Happy Friday, MarketWatchers and Retirement Weekly subscribers,
This week we looked at research highlighting how tough the road to retirement feels for many of us. Beth Pinsker wrote about retirement confidence studies from Prudential and EBRI, and drilled down into the worries of my beloved Generation X. (We’re so often ignored, but this wasn’t the kind of attention I was hoping for.)
The Prudential research showed that 80% of Gen X respondents don’t think they’ll ever be able to stop working. Of course, there’s a difference between working in retirement by choice and having to work, and no one wants to be on the “have to” side of that. EBRI’s research found that 1 in 5 Americans had less than $1,000 in savings and that retirement confidence had dropped by the most since 2008. Although quitting to retire can be incredibly liberating, Richard Eisenberg found in an interview with Julia Keller about her book “Quitting.”
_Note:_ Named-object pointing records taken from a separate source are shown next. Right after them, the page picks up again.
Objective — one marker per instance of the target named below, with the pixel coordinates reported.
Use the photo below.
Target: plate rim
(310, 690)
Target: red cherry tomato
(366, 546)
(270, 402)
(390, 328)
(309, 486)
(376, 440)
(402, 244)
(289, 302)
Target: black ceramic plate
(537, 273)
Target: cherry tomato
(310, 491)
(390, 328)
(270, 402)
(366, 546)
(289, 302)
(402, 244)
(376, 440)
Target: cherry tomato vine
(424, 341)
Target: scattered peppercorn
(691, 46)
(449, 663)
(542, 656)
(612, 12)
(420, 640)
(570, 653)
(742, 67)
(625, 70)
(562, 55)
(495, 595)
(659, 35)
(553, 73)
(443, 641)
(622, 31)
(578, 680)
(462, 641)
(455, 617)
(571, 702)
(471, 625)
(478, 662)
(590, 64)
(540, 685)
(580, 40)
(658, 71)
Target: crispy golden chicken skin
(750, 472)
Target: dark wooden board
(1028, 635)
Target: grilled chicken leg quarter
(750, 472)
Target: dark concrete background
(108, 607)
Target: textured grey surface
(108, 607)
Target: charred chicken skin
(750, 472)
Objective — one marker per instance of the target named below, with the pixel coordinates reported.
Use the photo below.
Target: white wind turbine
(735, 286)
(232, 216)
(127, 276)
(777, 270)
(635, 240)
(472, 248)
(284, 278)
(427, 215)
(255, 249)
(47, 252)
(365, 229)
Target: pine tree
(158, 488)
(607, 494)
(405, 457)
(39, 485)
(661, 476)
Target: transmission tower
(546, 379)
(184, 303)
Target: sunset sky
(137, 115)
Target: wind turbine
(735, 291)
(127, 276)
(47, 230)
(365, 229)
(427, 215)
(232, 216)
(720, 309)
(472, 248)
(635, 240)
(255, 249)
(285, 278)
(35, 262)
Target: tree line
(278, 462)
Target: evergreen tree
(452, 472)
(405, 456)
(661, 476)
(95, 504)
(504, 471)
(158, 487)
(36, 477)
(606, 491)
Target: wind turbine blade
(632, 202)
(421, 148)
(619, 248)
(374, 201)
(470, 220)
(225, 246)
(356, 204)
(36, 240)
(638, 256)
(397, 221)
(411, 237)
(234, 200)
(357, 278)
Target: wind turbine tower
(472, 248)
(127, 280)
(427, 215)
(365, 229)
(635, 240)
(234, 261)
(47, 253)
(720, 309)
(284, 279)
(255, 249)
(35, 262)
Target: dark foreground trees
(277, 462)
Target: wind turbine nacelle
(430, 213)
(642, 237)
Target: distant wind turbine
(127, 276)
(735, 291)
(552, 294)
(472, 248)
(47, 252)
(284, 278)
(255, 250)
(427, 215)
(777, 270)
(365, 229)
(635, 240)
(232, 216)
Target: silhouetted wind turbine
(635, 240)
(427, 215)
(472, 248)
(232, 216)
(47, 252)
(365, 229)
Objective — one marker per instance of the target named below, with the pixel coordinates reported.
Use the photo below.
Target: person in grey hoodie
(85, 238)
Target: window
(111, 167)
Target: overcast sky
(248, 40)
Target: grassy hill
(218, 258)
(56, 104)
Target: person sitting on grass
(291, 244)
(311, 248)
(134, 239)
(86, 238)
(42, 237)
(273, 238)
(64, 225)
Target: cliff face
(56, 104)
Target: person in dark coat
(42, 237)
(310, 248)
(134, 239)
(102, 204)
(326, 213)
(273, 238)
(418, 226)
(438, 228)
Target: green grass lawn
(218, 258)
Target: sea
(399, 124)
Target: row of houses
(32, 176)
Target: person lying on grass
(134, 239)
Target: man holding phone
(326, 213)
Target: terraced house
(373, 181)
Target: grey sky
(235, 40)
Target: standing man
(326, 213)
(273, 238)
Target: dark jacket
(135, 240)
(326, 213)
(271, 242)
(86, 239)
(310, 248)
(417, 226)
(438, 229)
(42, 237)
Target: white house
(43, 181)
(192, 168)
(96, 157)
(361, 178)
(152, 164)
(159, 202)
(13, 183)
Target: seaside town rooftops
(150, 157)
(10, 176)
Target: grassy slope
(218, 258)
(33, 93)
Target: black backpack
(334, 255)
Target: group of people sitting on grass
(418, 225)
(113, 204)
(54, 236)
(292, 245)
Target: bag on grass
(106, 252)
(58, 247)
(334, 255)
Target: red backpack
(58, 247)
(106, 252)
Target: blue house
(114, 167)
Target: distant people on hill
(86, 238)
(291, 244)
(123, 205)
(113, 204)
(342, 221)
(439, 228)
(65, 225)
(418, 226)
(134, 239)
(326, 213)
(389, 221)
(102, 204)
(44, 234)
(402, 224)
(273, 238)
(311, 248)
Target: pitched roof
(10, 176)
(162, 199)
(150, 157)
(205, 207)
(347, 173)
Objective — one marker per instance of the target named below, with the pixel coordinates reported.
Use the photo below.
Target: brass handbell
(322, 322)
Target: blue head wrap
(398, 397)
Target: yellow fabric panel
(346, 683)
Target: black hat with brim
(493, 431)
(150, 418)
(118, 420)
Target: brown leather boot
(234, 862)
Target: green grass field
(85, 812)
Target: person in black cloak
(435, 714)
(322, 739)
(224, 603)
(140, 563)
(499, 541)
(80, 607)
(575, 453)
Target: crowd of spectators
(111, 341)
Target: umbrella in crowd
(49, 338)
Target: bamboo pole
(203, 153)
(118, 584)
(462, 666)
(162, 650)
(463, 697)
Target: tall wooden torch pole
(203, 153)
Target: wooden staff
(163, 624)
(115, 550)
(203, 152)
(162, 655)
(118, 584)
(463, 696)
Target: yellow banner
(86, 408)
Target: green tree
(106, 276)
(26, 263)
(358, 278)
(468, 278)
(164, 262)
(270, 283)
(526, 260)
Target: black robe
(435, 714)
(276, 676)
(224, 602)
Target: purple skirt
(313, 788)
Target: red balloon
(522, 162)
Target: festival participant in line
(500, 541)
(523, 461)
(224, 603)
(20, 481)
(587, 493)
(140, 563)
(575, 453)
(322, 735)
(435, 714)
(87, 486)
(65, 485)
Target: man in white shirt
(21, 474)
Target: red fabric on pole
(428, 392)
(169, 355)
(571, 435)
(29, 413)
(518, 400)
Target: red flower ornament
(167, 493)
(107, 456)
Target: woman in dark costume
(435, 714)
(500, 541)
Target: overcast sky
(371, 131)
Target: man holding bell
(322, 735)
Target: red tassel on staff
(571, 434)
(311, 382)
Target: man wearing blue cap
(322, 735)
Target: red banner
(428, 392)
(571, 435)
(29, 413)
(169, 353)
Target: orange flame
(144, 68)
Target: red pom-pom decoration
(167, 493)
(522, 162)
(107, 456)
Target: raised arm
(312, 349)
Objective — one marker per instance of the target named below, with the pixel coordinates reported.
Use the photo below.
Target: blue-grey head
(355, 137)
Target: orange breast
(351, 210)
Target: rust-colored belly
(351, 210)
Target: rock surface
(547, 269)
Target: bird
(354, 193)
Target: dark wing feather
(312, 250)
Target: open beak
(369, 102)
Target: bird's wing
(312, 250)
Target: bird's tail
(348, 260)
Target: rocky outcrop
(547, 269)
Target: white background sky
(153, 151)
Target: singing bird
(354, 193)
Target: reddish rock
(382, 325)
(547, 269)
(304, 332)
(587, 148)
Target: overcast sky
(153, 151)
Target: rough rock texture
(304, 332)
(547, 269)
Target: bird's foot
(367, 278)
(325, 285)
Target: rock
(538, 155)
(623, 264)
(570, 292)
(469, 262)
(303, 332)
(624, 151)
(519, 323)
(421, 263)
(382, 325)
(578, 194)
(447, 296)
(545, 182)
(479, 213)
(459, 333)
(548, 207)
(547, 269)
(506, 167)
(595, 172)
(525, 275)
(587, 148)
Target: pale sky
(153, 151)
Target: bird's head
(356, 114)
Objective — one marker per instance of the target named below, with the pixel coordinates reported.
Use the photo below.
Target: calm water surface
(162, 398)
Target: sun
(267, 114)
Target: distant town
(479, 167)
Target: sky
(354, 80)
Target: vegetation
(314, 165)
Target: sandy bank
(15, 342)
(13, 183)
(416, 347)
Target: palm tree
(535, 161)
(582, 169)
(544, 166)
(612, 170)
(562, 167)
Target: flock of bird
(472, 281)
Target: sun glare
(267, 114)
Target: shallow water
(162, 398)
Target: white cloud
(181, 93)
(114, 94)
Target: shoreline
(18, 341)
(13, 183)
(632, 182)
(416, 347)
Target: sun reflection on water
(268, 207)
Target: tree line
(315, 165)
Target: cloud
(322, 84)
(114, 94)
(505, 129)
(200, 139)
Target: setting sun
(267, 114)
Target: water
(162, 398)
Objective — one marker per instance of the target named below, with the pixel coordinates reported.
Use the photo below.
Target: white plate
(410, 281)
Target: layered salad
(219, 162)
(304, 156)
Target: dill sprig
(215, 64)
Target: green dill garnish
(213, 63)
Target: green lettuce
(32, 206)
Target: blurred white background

Part of the problem could be confidence. Alessandra Malito wrote about how financial jargon around financial planning is scaring people away from saving for retirement — 76% of those age 50 and older said it’s a barrier to saving and investing. On top of that, more than half of women polled by the World Economic Forum said they weren’t sure if they had enough saved for retirement and didn’t understand their personal finances.
When it comes to investing, simple can be best. Paul A. Merriman wrapped up a nine-part series that teaches the fundamentals for do-it-yourself investors in which he highlights low-cost funds and small adjustments you can make to your investments that can help everyday savers turn small amounts of money into large sums over many years.
In a column this week Brett Arends looked at the investment calls of television personality Jim Cramer and how much of your own retirement portfolio may be tied up in these high-profile picks.
Sometimes it’s helpful to ask: Alessandra helped a reader who wanted to tap their 403(b) to pay off their house because the interest rate was stressing them out. Alessandra walked them through some options and we received some helpful reader comments. Jessica Hall guided a couple who was looking for a retirement spot in Florida that embraced diversity and was close to an observatory where an astronomer could see the stars. If you have questions on how to retire or where to live once you do, write us at HelpMeRetire@marketwatch.com.
Jessica interviewed Michael D. Connelly, a longtime healthcare industry executive and author of the recent book “The Journey’s End: An Investigation into Death and Dying in Modern America.” In the conversation he talks about our cultural blind spots when it comes to dying and death and offers a different way to look at this experience that we will all face one way or another. “Everyone is afraid to die. The healthcare systems sees dying as a failure,” he told her. “But if you’re in old age, dying is not a failure. It’s a natural progression.”